И что мне тогда? Отвечаю за это я, а значит, придется этого симпатичного мне человека жестко стимулировать.
– Три дня, – прозвучал успокоивший меня ответ.
– Тогда до завтра, товарищ Меерсон.
* * *
Помпотыла фронта только крякнул от новостей, которые я ему принес. Грачев задумался, начав грызть кончик ручки.
– И вот это всё надо сразу?
– Нет. Там делают проект, по готовности станет понятно, что и в каких объемах будет необходимо окончательно. Но готовьтесь, Леонид Петрович, сказали, через три дня можно приступать.
– Ладно с мешковиной, но что такое тысяча кубов древесины? Порода дерева какая? Номенклатура? Что там надо, непонятно. Одно дело кругляк необработанный, другое – брус. Это, знаете, Петр Николаевич, как попросить какого нибудь оружия, не указывая даже для каких целей.
– Предварительно вот что там задумано… – я вытащил из планшета листок с набросками Меерсона.
Грачев посмотрел, снова крякнул. Вздохнул, сделал какие то пометки карандашом.
– Я эскиз этот возьму себе? Вам он уже без надобности.
– Берите, конечно.
– Тогда жду проект с обоснованием. Будет вам и древесина, и полотно, и краски. Всю номенклатуру достанем. Предварительно сейчас посмотрим, уже завтра начнем доставку. По нашей службе определим, что и куда.
Судя по уверенности, с которой он это сказал, интендант уже знал, где он это всё возьмет. Приятно работать со специалистом своего дела.
Я вышел от Грачева и постоял в одиночестве. Интересно, а где Ильяз? Евсеев разбирает ночной налет, его припахали, потому что больше некому. Я тут катаюсь во все стороны, готовя стройку моста и нитки железной дороги. Все при деле, а вот товарищ Ахметшин с утра куда то ушел, пока я спал еще, и так до сих пор не появлялся. Эту ценную информацию мне часовой передал. Будет за что взгреть. Сначала за длинный язык, потом за самоуправство. Что это за подчиненный, который даже не уведомил непосредственного начальника о своем местонахождении?
О, идет, легок на помине. Никуда не спешит, шаг прогулочный. Осталось только песенку мурлыкать. Чисто котик после… как сметанки поел, короче.
– Товарищ лейтенант, ко мне!
А что это так выражение лица изменилось? Какая то, я бы даже сказал, растерянность появилась, совместно с желанием скрыться куда подальше. Подбежал почти, шинельку на ходу застегивает.
– Тащ болковник, бо вашему бриказу!..
– И где мы отсутствуем, товарищ Ахметшин? Почему не доложили непосредственному начальнику?
– Я тут… на месте… рядом…
Стыдно смотреть! Командир Красной Армии, даже соврать толком не умеет!
– Где ваше место службы? Расслабился, блин, на курорте себя почувствовал? Я тебе устрою отдых! Поссать некогда будет! Машину быстро нашел! В Селищи едем!
– Тащ болковник, разрешите берекусить немного!

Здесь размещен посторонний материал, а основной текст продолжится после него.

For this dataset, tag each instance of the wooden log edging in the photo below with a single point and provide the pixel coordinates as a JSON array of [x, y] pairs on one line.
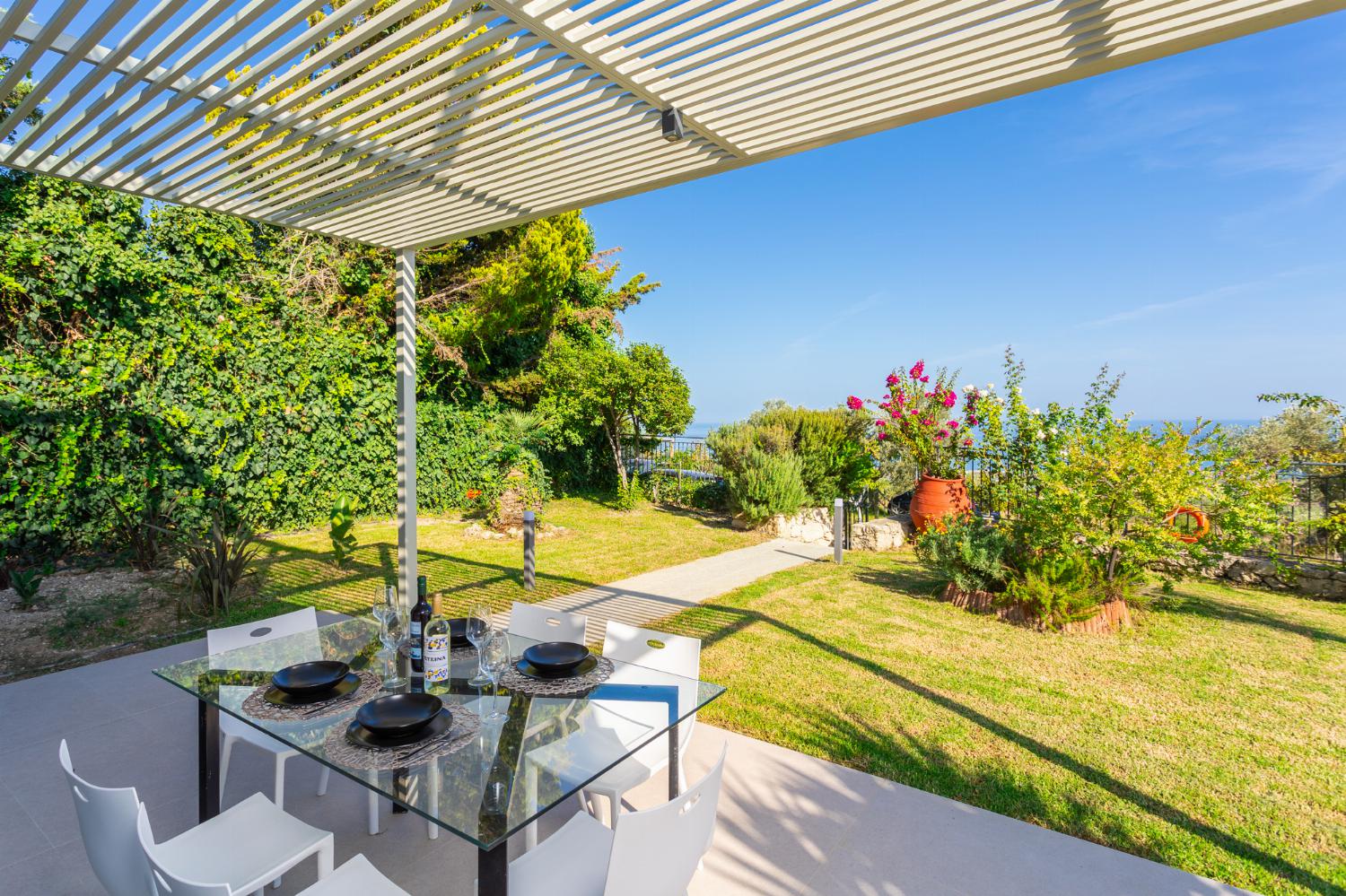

– Что непонятно в моем приказе, а? Еду заслужить еще надо! Бегом! Взять с собой подменное обмундирование!
Все три десятка километров Ильяз молчал, сопел в уголочке. Ничего, сейчас я ему устрою веселую жизнь. Тоже мне, гроза связисток и прачек из хозвзвода!

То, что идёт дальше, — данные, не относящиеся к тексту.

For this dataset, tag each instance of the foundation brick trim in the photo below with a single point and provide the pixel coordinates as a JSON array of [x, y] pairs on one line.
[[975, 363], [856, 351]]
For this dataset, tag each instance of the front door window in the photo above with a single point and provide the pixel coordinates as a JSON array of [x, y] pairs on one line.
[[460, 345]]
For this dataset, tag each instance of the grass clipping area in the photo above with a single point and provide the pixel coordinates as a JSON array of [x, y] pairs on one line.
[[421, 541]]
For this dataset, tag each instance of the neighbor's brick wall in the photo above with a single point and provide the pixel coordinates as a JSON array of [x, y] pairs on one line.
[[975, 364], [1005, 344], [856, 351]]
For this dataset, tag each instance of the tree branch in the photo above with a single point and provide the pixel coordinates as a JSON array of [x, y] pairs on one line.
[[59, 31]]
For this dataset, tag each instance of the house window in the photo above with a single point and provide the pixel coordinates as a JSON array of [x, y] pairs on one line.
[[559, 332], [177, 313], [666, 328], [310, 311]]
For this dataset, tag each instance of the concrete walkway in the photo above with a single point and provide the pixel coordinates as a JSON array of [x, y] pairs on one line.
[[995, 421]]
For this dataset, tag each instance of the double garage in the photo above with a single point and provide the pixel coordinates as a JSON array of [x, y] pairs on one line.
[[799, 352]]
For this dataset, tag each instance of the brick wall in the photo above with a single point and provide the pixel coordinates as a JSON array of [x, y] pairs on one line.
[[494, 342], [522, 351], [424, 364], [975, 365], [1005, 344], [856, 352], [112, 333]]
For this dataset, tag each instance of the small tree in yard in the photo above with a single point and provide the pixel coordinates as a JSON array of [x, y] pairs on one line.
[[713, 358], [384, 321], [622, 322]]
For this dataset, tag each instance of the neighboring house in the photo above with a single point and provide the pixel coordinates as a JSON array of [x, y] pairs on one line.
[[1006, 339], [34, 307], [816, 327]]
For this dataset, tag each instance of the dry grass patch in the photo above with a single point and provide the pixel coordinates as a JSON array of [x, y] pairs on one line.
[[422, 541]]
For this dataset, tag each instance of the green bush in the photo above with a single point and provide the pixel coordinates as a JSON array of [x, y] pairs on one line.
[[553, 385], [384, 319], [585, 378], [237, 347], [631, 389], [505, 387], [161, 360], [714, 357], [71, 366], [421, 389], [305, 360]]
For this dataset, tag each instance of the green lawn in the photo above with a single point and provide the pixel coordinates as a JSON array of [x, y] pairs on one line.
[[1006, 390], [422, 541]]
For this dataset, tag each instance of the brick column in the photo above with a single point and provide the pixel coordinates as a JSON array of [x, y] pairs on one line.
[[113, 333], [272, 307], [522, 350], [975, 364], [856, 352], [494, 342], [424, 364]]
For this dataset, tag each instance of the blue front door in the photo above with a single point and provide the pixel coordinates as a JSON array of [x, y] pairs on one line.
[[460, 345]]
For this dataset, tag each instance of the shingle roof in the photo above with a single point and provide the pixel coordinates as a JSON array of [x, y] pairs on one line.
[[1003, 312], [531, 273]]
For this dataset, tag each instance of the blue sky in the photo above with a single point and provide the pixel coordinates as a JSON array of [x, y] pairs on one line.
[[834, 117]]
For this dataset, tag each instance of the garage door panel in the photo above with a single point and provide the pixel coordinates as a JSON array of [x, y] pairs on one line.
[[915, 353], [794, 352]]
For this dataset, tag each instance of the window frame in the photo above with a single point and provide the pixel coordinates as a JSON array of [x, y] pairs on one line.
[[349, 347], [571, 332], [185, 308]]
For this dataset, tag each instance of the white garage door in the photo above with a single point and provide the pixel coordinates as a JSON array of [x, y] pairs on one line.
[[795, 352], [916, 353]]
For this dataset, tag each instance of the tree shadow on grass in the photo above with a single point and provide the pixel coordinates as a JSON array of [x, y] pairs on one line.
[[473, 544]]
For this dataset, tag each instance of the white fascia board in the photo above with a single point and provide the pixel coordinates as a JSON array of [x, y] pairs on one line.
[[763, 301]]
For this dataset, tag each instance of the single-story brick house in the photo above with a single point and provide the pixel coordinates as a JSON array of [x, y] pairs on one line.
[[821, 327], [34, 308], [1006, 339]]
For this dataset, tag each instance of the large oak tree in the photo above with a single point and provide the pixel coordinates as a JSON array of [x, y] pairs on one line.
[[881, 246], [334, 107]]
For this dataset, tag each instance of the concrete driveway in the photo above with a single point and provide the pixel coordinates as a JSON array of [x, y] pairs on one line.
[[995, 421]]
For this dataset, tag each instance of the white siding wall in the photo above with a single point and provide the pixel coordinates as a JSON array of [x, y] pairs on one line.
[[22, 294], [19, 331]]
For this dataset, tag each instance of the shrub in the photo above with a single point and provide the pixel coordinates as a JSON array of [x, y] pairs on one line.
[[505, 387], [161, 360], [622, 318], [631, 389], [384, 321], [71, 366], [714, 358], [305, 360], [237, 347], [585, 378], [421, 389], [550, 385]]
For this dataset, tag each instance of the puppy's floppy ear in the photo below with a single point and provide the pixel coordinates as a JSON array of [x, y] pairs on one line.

Когда приехали, то я понял, что долго спал. Судя по горке, разгружали уже не первую машину. Наверное, Кирпонос дополнительно помог проникнуться важностью этого моста.
– За мной, – буркнул я Ахметшину и пошел к месту разгрузки.
Ради такого на несколько секунд даже прервали процесс.
– Тащ полковник, бойцы третьего взвода…
– Занимайтесь, сержант. Вот вам даю на перевоспитание товарища лейтенанта. Работать отсюда и до отбоя. Без послаблений. Вопросы?
– Нет вопросов. Лишние руки нам не помешают.